Antiplatelet therapy with or without PPIs for the secondary prevention of cardiovascular diseases in patients at high risk of upper gastrointestinal bleeding: A systematic review and meta-analysis.

Abstract

Recurrent upper gastrointestinal (UGI) and cardiovascular (CV) events of the three antiplatelet therapies in patients with cardiovascular diseases (CVD) were compared. Studies published in the PubMed, Embase, and Cochrane Central Register of Controlled Trials electronic databases that compared differences in adverse outcomes associated with the three antiplatelet therapies were reviewed. Five studies with a total number of 7,399 patients were included. No significant differences were found in the incidence of recurrent UGI events among the three antiplatelet therapies. However, in the aspirin-induced ulcer bleeding subgroups, aspirin plus proton pump inhibitors (PPIs) was associated with a significantly lower risk of recurrent UGI events (OR: 0.06, 95% CI: 0.01-0.32; z=3.30 and P=0.001) and UGI bleeding (OR: 0.06, 95% CI: 0.01-0.34; z=3.24 and P=0.001) compared to clopidogrel alone.

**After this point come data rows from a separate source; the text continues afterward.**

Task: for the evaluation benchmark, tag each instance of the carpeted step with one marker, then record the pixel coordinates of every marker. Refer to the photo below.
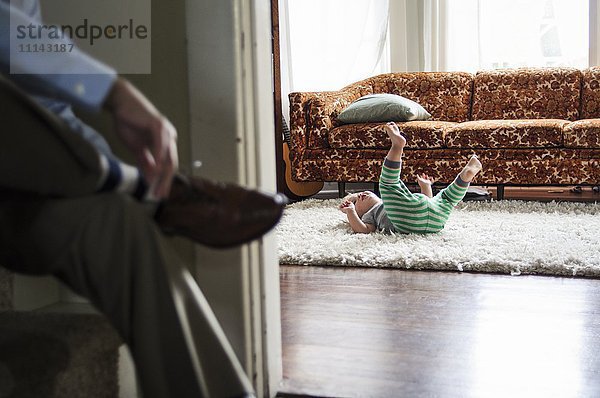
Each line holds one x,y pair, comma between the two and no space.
6,289
44,354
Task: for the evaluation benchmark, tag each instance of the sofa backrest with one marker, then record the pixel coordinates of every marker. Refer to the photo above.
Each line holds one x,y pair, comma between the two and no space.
527,93
445,95
590,94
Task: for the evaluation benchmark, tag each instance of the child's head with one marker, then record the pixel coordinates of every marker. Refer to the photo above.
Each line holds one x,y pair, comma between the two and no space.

Both aspirin plus PPIs (OR: 2.12, 95% CI: 1.58-2.84; z=5.00 and P<0.01) and clopidogrel plus PPIs (OR: 2.57, 95% CI: 1.89-3.51; z=5.97 and P<0.01) were related to a comparatively higher risk of recurrent CV events when compared to clopidogrel alone. In patients at high UGI bleeding risk (regardless of whether it was aspirin-induced) and under treatment of single antiplatelet therapy, aspirin plus PPIs should be considered as the first choice for UGI protection rather than clopidogrel alone and clopidogrel plus PPIs. However, in terms of CV protection, clopidogrel alone appears to be superior in reducing CV risk, while clopidogrel plus PPIs may relate to an increased CV risk due to the potential drug-drug interaction.